Une fenêtre sur l’actualité quotidienne de tous les événements évoquant directement ou indirectement le tabac
10 Avr 2018 | Trafic
 

Quand on cherche, on trouve.

Dans un communiqué, la Douane parisienne annonce avoir saisi 300 kilos de cigarettes, tabac et cigares et procédé à 140 verbalisations au cours du premier trimestre. Confortant ainsi les chiffres en hausse de l’année 2017 : 1,6 tonne de cigarettes et de tabac saisis dans la capitale (+69 % par rapport à 2016).
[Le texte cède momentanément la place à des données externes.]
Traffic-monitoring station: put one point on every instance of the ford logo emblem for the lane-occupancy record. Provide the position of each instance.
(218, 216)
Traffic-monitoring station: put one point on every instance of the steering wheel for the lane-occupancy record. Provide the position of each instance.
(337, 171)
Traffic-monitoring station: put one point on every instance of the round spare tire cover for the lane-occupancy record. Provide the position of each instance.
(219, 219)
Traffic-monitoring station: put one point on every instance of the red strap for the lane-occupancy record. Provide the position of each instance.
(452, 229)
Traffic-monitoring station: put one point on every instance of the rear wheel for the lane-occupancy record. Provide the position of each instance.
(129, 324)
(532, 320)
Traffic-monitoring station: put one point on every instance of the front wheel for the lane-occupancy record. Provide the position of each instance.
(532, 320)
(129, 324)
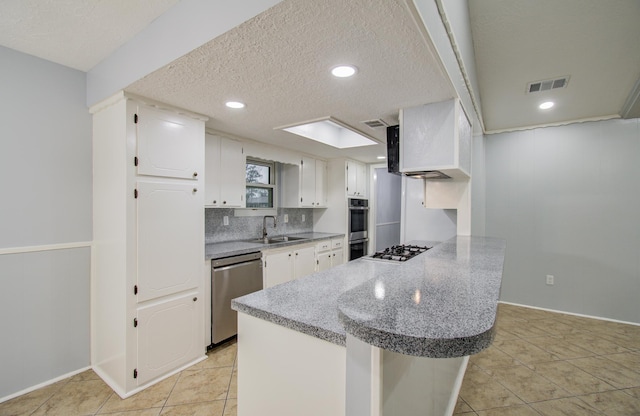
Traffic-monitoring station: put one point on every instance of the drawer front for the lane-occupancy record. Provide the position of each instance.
(323, 246)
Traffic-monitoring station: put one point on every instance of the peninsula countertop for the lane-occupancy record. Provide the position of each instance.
(441, 303)
(236, 248)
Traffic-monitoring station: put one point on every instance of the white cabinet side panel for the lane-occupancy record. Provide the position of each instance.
(283, 372)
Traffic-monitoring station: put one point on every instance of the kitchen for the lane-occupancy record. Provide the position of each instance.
(506, 163)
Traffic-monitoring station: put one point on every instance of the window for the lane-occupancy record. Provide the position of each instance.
(260, 184)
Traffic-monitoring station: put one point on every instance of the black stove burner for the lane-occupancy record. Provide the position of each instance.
(399, 252)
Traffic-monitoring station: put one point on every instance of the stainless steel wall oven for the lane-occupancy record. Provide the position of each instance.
(358, 227)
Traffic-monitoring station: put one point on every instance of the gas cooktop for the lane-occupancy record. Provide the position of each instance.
(398, 253)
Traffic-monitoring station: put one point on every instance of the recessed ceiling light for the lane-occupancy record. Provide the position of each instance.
(546, 105)
(344, 71)
(234, 104)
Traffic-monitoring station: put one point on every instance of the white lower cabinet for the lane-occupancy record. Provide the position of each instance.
(283, 265)
(169, 335)
(330, 253)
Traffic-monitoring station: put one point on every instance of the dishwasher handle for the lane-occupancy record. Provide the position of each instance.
(227, 261)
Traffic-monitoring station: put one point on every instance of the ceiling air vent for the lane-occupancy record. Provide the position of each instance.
(374, 124)
(547, 84)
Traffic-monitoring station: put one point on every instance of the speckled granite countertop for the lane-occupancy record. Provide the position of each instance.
(441, 303)
(235, 248)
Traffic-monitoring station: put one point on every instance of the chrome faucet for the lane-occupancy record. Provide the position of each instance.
(264, 224)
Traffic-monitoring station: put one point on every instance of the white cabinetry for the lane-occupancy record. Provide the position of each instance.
(304, 185)
(329, 253)
(146, 306)
(225, 173)
(356, 179)
(436, 137)
(289, 263)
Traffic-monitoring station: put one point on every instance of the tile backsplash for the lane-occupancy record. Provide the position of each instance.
(244, 228)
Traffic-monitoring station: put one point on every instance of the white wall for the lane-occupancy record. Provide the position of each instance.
(45, 221)
(567, 199)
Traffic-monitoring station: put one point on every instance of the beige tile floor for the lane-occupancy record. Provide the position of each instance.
(541, 363)
(545, 363)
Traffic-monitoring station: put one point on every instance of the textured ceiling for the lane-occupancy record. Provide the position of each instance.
(278, 64)
(75, 33)
(279, 61)
(595, 42)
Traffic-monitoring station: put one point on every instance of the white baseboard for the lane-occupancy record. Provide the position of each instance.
(43, 384)
(571, 313)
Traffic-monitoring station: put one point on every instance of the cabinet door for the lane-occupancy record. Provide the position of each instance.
(321, 185)
(337, 257)
(232, 179)
(305, 262)
(169, 335)
(308, 182)
(212, 175)
(361, 179)
(168, 144)
(169, 239)
(352, 182)
(278, 268)
(324, 261)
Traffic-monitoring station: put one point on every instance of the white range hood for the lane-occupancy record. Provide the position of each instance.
(435, 138)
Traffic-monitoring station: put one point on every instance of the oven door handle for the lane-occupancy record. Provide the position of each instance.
(362, 240)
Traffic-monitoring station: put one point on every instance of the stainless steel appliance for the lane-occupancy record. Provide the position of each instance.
(358, 227)
(231, 277)
(398, 253)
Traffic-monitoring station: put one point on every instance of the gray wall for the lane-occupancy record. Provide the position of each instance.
(45, 172)
(567, 199)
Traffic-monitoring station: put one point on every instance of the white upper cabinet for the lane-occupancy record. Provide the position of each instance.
(304, 185)
(167, 144)
(169, 238)
(225, 173)
(356, 179)
(436, 137)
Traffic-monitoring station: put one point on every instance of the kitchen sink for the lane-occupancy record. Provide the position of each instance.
(274, 240)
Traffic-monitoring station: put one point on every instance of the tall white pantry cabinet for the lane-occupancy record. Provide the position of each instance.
(147, 306)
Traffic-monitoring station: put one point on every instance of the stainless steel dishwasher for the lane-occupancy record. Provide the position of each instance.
(231, 277)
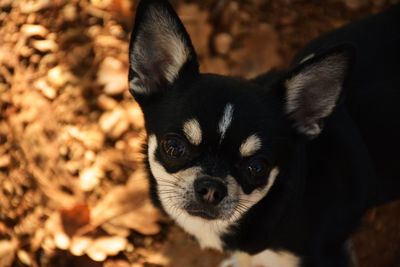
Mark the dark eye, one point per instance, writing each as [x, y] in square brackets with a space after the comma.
[258, 168]
[173, 146]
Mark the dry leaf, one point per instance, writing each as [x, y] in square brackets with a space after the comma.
[34, 30]
[79, 244]
[74, 218]
[112, 75]
[89, 178]
[128, 206]
[7, 252]
[115, 122]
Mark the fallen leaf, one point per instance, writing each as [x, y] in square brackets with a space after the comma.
[79, 245]
[128, 206]
[7, 252]
[114, 123]
[112, 75]
[30, 30]
[74, 218]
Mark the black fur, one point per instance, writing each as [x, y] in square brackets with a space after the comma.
[325, 184]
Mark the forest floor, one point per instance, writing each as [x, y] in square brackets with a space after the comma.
[72, 192]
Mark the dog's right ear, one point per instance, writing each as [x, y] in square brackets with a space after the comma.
[160, 51]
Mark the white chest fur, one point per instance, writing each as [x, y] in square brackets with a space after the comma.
[206, 232]
[266, 258]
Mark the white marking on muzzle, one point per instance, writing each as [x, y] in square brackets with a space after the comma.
[192, 131]
[250, 146]
[226, 120]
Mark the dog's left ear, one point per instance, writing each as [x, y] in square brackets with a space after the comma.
[160, 50]
[313, 89]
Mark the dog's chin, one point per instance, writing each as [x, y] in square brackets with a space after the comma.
[208, 213]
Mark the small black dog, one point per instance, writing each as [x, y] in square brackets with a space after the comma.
[279, 168]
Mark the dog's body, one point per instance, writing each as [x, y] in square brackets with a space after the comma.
[281, 167]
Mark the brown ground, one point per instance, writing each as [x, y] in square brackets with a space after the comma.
[70, 133]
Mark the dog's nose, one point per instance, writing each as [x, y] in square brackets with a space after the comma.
[209, 191]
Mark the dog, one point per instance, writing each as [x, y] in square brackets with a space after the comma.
[278, 169]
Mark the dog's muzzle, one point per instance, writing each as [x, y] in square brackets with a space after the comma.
[209, 192]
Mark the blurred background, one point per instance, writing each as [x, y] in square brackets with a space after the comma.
[72, 191]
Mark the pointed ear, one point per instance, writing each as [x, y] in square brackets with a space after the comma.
[160, 51]
[313, 88]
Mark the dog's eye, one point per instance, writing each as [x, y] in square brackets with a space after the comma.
[173, 146]
[258, 168]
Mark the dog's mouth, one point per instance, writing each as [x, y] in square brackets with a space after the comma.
[202, 211]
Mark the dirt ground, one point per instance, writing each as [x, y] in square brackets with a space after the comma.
[72, 192]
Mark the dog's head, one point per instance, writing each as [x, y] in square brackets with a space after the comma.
[217, 145]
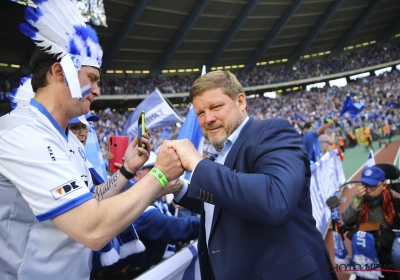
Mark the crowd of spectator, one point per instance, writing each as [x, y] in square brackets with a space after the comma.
[380, 95]
[259, 75]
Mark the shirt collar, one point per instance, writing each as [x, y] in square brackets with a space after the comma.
[44, 111]
[231, 139]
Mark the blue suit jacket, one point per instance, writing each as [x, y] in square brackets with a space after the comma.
[262, 226]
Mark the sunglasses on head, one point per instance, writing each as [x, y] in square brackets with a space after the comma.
[371, 187]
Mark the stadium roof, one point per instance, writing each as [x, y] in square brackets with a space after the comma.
[156, 36]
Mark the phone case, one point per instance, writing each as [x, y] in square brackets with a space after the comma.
[117, 146]
[141, 130]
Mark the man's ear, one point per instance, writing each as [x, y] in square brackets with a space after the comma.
[57, 72]
[241, 98]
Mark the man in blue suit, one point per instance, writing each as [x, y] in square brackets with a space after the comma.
[254, 198]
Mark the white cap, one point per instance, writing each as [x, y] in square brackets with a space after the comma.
[151, 161]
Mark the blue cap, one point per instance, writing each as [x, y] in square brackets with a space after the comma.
[89, 117]
[372, 176]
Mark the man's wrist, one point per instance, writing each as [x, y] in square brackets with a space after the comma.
[126, 173]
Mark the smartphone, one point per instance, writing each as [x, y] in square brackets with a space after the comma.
[141, 130]
[117, 146]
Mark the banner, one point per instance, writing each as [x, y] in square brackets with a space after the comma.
[184, 265]
[352, 108]
[326, 177]
[157, 111]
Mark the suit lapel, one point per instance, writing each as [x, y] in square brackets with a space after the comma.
[230, 162]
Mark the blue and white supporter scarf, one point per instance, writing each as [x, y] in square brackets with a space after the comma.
[365, 257]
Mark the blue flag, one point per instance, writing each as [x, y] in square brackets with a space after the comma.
[352, 108]
[192, 131]
[158, 113]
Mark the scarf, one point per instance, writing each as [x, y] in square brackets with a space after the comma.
[365, 256]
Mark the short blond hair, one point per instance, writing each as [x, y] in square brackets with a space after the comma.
[217, 79]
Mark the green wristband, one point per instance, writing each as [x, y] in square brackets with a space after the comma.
[160, 176]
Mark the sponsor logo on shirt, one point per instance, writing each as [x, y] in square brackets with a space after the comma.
[51, 153]
[82, 153]
[65, 189]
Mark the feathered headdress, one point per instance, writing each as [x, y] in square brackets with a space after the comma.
[58, 27]
[23, 94]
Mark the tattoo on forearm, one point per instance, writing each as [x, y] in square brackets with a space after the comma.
[102, 189]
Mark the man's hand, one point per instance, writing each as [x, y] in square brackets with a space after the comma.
[360, 191]
[132, 160]
[168, 162]
[187, 153]
[173, 186]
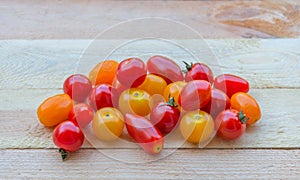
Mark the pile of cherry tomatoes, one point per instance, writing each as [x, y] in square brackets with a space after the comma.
[147, 102]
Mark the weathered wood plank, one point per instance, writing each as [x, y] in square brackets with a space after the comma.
[183, 164]
[279, 127]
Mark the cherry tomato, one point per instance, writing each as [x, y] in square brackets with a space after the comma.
[231, 84]
[104, 72]
[68, 137]
[165, 116]
[153, 84]
[108, 124]
[144, 133]
[247, 104]
[131, 72]
[55, 109]
[198, 71]
[165, 68]
[197, 127]
[81, 114]
[78, 87]
[231, 124]
[218, 103]
[195, 95]
[101, 96]
[135, 101]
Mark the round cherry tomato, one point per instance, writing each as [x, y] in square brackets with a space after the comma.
[231, 84]
[230, 124]
[218, 103]
[55, 109]
[195, 95]
[135, 101]
[68, 137]
[81, 114]
[165, 68]
[197, 126]
[78, 87]
[198, 71]
[153, 84]
[246, 103]
[131, 72]
[104, 72]
[101, 96]
[108, 124]
[165, 116]
[144, 133]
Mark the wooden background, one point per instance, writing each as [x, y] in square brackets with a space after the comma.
[41, 44]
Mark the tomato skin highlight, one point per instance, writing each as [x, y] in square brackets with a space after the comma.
[230, 125]
[144, 133]
[231, 84]
[195, 95]
[131, 72]
[55, 110]
[248, 105]
[165, 68]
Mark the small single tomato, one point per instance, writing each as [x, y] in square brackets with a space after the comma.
[197, 127]
[55, 110]
[248, 105]
[108, 124]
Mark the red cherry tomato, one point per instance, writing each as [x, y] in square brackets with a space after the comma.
[195, 95]
[165, 68]
[68, 137]
[198, 71]
[165, 116]
[131, 72]
[231, 124]
[144, 133]
[78, 87]
[218, 103]
[81, 114]
[101, 96]
[231, 84]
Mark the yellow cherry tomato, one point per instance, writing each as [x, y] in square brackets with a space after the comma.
[153, 84]
[134, 101]
[197, 126]
[108, 124]
[55, 109]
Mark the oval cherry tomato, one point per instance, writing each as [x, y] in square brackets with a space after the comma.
[231, 84]
[218, 103]
[104, 72]
[135, 101]
[108, 124]
[153, 84]
[198, 71]
[55, 109]
[131, 72]
[230, 124]
[68, 137]
[165, 68]
[78, 87]
[144, 133]
[197, 126]
[248, 105]
[165, 116]
[101, 96]
[81, 114]
[195, 95]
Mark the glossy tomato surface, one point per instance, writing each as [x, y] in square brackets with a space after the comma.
[231, 84]
[165, 68]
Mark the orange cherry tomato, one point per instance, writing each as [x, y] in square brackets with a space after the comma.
[153, 84]
[104, 72]
[248, 105]
[55, 109]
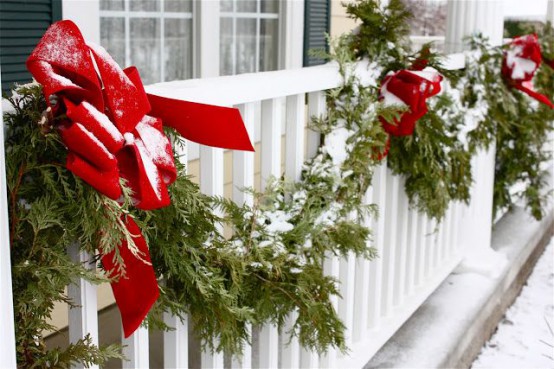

•• Particulièrement investie dans la lutte contre la vente à la sauvette, la brigade des douanes de Paris Nord a programmé, le 6 avril dernier, une nouvelle opération « coup de poing » à Barbès, accompagnée d’une journaliste du Parisien. L’objectif était de sensibiliser le grand public à ces actions menées sur la voie publique. 4 interpellations ont été réalisées, 37 paquets de cigarettes et 18,130 kilos de tabac saisis (voir Lmdt du 8 avril).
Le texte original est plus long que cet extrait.